# Safari : supprimer pop accès rapide google



## zirko (16 Janvier 2022)

Bonjour à tous

Depuis quelques jours quand je fais des recherches sur google dans safari, j'ai constamment un po-up qui s'affiche en bas me proposant un accès rapide à google en téléchargeant une application (voir capture).

J'ai regardé dans les réglages de Safari, j'ai téléchargé l'application Google pour voir les réglages et impossible de supprimer ce pop-up.

Vous avez une idée ?

Merci beaucoup


----------



## love_leeloo (16 Janvier 2022)

le plus simple : changer de moteur de recherche 

DuckDuckGo est bien


----------



## zirko (16 Janvier 2022)

C’est pas faux mais j’aimerais plutôt arriver à supprimer ce bandeau.


----------



## MrTom (18 Janvier 2022)

zirko a dit:


> C’est pas faux mais j’aimerais plutôt arriver à supprimer ce bandeau.

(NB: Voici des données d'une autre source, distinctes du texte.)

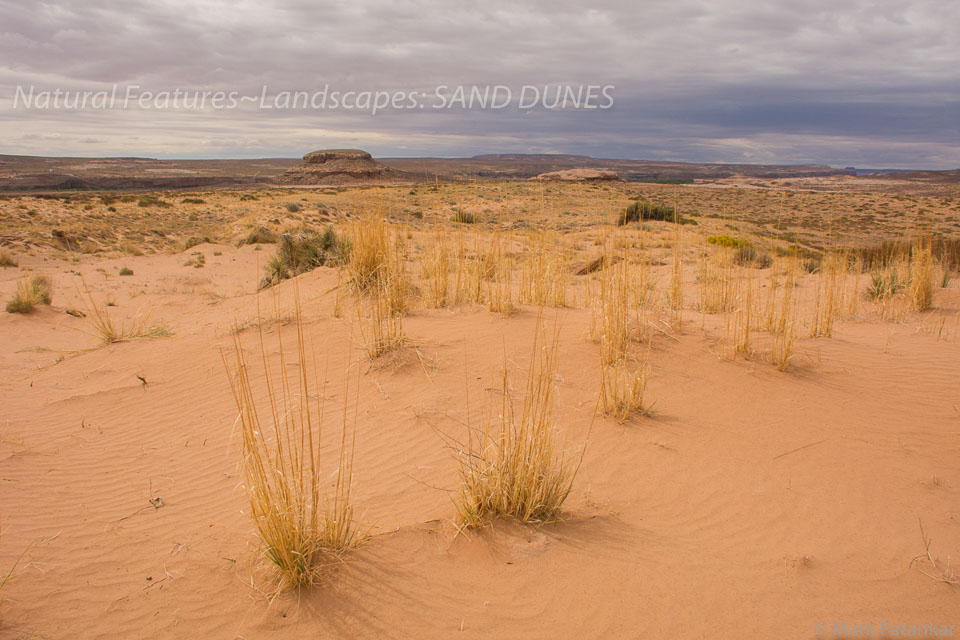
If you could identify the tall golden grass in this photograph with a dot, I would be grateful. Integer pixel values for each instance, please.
(622, 389)
(515, 468)
(301, 524)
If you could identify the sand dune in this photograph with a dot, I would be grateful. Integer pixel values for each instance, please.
(752, 503)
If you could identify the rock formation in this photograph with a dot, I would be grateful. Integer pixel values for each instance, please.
(342, 167)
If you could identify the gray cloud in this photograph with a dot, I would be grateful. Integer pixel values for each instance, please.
(863, 83)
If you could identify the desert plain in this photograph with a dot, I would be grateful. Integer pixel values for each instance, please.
(755, 403)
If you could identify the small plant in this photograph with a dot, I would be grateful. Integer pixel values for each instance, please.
(922, 280)
(193, 241)
(622, 390)
(464, 217)
(515, 469)
(382, 328)
(152, 201)
(884, 284)
(30, 293)
(104, 327)
(748, 256)
(642, 210)
(260, 235)
(304, 250)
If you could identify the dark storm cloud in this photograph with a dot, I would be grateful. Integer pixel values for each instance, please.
(866, 83)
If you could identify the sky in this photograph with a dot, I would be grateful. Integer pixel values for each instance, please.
(855, 83)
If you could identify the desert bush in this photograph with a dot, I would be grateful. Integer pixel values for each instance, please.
(884, 283)
(435, 268)
(193, 241)
(622, 389)
(643, 210)
(381, 328)
(748, 256)
(30, 293)
(376, 259)
(303, 250)
(922, 277)
(464, 217)
(260, 235)
(514, 468)
(103, 326)
(152, 201)
(728, 241)
(302, 526)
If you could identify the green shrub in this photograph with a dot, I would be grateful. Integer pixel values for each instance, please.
(643, 210)
(303, 250)
(260, 235)
(152, 201)
(193, 241)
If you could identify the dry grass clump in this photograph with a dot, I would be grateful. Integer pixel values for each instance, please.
(30, 293)
(377, 262)
(517, 469)
(642, 210)
(435, 267)
(470, 270)
(828, 294)
(259, 235)
(922, 276)
(381, 327)
(783, 320)
(300, 523)
(499, 269)
(611, 314)
(544, 277)
(717, 281)
(99, 319)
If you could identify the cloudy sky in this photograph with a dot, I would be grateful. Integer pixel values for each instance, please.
(869, 84)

C'est Google qui te l'impose.


----------



## love_leeloo (18 Janvier 2022)

oui, sinon il faut installer l'application ET passer par cette application


----------



## zirko (18 Janvier 2022)

Alors j'ai trouvé la solution je la poste ici si quelqu'un rencontre un jour le même souci.

Il m'a suffi de désactiver puis de réactiver mon bloquer de pub WIPR pour que le bandeau ne réapparaisse plus.

À voir sur la durée.


----------